There is broad consensus that animal protein will remain a key part of global food systems for decades to come, with falling consumption in some parts replaced by a projected increase in low-income countries as populations rise and prosper.
So while there may not be a single, sustainable and global solution that resolves the diets of everyone worldwide, there are game-changing solutions that offer progress on both counts by improving the health of animals.
Don’t waste spent emissions
In regions like the US and Europe, where the environmental impact of livestock is a greater consideration than the nutritional deficits of the population, better animal health offers a way to reduce agriculture’s carbon footprint while still meeting demand. Healthier animals need less feed, water and medicines, while protecting animals against disease can prevent losses and reduce the emissions cost of production.
For example, the recent outbreak of African Swine Fever, a deadly and contagious pig disease, led to the culling or loss of an estimated 150 million animals, representing up to 45 million tonnes of greenhouse gases invested in production that did not ultimately reach the food supply chain.

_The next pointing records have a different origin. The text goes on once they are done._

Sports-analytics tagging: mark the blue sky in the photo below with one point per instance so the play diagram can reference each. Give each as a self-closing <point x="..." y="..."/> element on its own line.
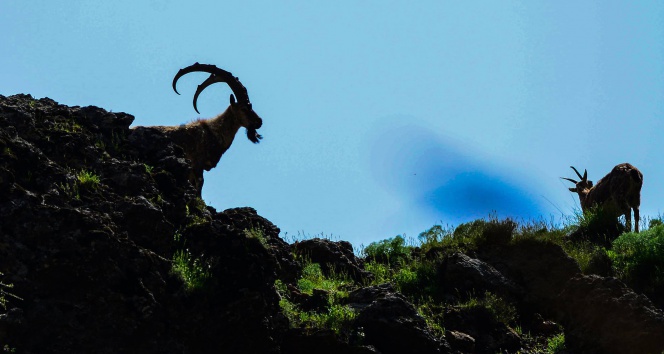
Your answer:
<point x="380" y="117"/>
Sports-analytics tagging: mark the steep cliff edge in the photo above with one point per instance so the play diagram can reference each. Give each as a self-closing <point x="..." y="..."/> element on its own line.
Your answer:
<point x="91" y="216"/>
<point x="105" y="247"/>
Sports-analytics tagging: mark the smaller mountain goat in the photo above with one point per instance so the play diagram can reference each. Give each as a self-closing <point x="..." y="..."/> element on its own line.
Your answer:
<point x="205" y="140"/>
<point x="616" y="193"/>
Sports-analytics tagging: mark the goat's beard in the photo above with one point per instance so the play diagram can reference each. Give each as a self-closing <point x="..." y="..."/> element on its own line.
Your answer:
<point x="253" y="135"/>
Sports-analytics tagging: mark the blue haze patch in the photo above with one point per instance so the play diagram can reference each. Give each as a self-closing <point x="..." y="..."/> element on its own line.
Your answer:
<point x="442" y="177"/>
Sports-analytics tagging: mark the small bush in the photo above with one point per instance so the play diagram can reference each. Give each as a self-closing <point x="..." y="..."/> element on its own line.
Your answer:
<point x="639" y="260"/>
<point x="88" y="179"/>
<point x="556" y="344"/>
<point x="597" y="226"/>
<point x="192" y="270"/>
<point x="392" y="251"/>
<point x="5" y="294"/>
<point x="480" y="233"/>
<point x="501" y="309"/>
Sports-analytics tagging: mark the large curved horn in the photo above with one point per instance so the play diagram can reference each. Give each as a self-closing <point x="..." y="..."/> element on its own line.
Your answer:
<point x="216" y="75"/>
<point x="585" y="175"/>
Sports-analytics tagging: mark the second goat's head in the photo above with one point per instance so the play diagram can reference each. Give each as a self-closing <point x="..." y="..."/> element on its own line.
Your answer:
<point x="240" y="108"/>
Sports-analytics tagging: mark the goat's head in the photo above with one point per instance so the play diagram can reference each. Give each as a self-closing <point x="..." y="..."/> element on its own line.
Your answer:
<point x="583" y="186"/>
<point x="241" y="109"/>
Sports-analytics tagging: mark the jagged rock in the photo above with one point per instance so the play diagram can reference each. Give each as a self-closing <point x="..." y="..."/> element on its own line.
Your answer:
<point x="392" y="325"/>
<point x="333" y="256"/>
<point x="490" y="335"/>
<point x="320" y="342"/>
<point x="602" y="315"/>
<point x="542" y="269"/>
<point x="361" y="298"/>
<point x="464" y="275"/>
<point x="92" y="262"/>
<point x="460" y="342"/>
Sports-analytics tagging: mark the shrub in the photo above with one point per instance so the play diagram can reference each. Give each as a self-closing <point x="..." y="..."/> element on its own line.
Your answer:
<point x="191" y="270"/>
<point x="639" y="260"/>
<point x="392" y="251"/>
<point x="556" y="344"/>
<point x="88" y="179"/>
<point x="597" y="226"/>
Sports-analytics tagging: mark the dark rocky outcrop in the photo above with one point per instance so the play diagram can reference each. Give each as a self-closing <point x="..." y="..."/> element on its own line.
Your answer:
<point x="602" y="315"/>
<point x="391" y="323"/>
<point x="92" y="214"/>
<point x="337" y="257"/>
<point x="91" y="259"/>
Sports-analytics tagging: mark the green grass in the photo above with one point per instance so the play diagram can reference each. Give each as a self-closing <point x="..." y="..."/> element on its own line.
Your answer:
<point x="335" y="316"/>
<point x="88" y="179"/>
<point x="639" y="261"/>
<point x="192" y="271"/>
<point x="556" y="344"/>
<point x="257" y="234"/>
<point x="392" y="251"/>
<point x="5" y="295"/>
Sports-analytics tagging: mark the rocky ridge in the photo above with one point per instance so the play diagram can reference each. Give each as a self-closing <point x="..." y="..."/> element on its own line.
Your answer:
<point x="93" y="214"/>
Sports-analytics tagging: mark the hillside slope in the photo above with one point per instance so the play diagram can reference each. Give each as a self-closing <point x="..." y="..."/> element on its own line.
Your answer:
<point x="108" y="249"/>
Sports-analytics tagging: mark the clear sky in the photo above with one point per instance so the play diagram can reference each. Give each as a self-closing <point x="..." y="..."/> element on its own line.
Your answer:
<point x="380" y="117"/>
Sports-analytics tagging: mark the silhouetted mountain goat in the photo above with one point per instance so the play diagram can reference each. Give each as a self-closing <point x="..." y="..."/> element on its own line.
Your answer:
<point x="617" y="193"/>
<point x="204" y="141"/>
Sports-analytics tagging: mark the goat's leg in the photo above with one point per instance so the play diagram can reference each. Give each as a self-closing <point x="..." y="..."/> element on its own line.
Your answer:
<point x="628" y="219"/>
<point x="636" y="219"/>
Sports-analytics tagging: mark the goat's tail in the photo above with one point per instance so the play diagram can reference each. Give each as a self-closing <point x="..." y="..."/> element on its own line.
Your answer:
<point x="637" y="177"/>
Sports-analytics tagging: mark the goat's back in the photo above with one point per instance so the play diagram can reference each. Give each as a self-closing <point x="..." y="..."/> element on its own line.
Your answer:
<point x="623" y="183"/>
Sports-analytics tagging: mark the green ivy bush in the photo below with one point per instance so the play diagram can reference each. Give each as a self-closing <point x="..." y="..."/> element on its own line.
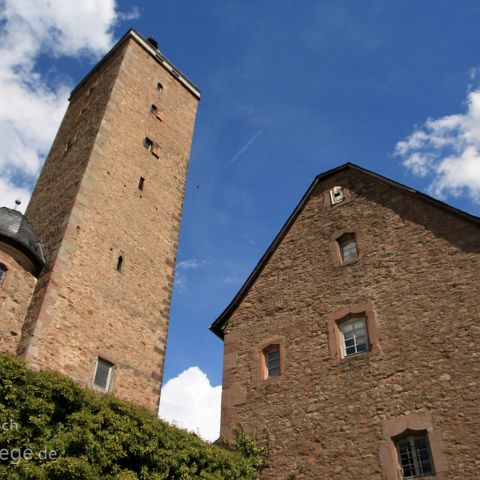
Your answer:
<point x="52" y="429"/>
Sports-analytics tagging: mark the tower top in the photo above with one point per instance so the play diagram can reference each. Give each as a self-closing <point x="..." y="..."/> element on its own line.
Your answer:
<point x="149" y="47"/>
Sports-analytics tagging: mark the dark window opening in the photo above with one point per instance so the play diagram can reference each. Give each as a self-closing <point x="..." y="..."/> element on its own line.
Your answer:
<point x="103" y="374"/>
<point x="120" y="262"/>
<point x="348" y="247"/>
<point x="271" y="356"/>
<point x="414" y="455"/>
<point x="3" y="273"/>
<point x="148" y="144"/>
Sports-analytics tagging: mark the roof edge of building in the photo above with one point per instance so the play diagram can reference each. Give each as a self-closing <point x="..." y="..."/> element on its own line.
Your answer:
<point x="218" y="326"/>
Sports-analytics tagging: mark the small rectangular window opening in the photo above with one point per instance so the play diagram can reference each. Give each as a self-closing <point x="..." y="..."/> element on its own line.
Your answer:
<point x="348" y="247"/>
<point x="3" y="273"/>
<point x="148" y="144"/>
<point x="354" y="336"/>
<point x="271" y="361"/>
<point x="336" y="195"/>
<point x="103" y="374"/>
<point x="415" y="456"/>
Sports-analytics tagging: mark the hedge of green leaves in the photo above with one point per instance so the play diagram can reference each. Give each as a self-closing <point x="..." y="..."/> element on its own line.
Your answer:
<point x="52" y="429"/>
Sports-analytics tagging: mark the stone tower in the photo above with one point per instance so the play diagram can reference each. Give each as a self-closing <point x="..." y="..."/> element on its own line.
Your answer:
<point x="107" y="208"/>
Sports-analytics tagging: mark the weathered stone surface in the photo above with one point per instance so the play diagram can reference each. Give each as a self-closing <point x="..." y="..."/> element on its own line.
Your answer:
<point x="419" y="269"/>
<point x="16" y="288"/>
<point x="88" y="210"/>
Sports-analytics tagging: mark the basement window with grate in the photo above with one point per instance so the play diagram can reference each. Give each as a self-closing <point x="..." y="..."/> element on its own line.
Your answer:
<point x="103" y="375"/>
<point x="414" y="455"/>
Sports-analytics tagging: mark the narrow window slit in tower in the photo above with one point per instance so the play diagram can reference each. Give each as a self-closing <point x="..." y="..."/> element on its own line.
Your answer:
<point x="120" y="264"/>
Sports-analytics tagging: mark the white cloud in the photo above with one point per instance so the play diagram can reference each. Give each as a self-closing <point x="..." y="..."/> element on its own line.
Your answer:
<point x="447" y="150"/>
<point x="191" y="264"/>
<point x="30" y="107"/>
<point x="189" y="401"/>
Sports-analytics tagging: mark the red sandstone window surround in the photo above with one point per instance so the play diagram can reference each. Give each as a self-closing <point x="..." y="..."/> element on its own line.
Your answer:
<point x="346" y="245"/>
<point x="103" y="377"/>
<point x="414" y="456"/>
<point x="352" y="332"/>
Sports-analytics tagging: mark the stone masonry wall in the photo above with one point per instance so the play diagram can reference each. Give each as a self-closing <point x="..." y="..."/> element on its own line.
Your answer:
<point x="419" y="272"/>
<point x="16" y="291"/>
<point x="90" y="309"/>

The UN has estimated that new technologies that improve animal health could help reduce livestock emissions by almost a third, making investments in new vaccines, diagnostics and treatment essential for the sustainability of the sector. Work is ongoing to deliver the breakthrough African Swine Fever vaccine that would protect pigs, prevent losses and reduce unnecessary emissions.
Meanwhile, in regions across the Global South, that contribute far less to worldwide emissions yet continue to face high levels of malnutrition, healthier animals can help provide more nutritionally valuable food to improve diets and reduce illness among people.
An egg a day can provide young children with the choline, vitamins and fatty acids needed to support healthy development, yet the supply of eggs is dependent on healthy chickens.
Conversely, animal diseases can reduce availability and increase the cost of nutritious foods. For example, an outbreak of avian influenza in Mexico in 2012 led to a shortage of eggs that drove up prices by 82 percent, with the inflated prices lasting for three years.
A crowd-pleasing centrepiece to the Summit?
Initiatives and partnerships that help to expand veterinary services in developing countries can improve the prospects of millions by improving the health of animals.
Moreover, improvements in animal health can help achieve this increased productivity without causing a rise in environmental costs to low-income countries. For example, research indicates higher methane emissions from livestock in developing countries is linked to an insufficient diet or digestibility of feed.
The implication is that initiatives and partnerships that improve the availability and quality of feed for livestock in developing countries will support both greater productivity and sustainability.
The premise of the Food Systems Summit this year is to find appropriate, game-changing solutions for different contexts that deliver across five target areas for action. Whether the issue is agricultural emissions in Europe or malnutrition in sub-Saharan Africa, there is no scenario in which healthier animals do not offer revolutionary benefits to people and the planet.
As the Summit brings everyone from all walks of life to the table, perhaps improving animal health and well-being can be the crowd-pleasing centrepiece.
About the author
Carel du Marchie Sarvaas is the executive director for the global animal medicines association, HealthforAnimals, which represents the nine largest animal medicines companies.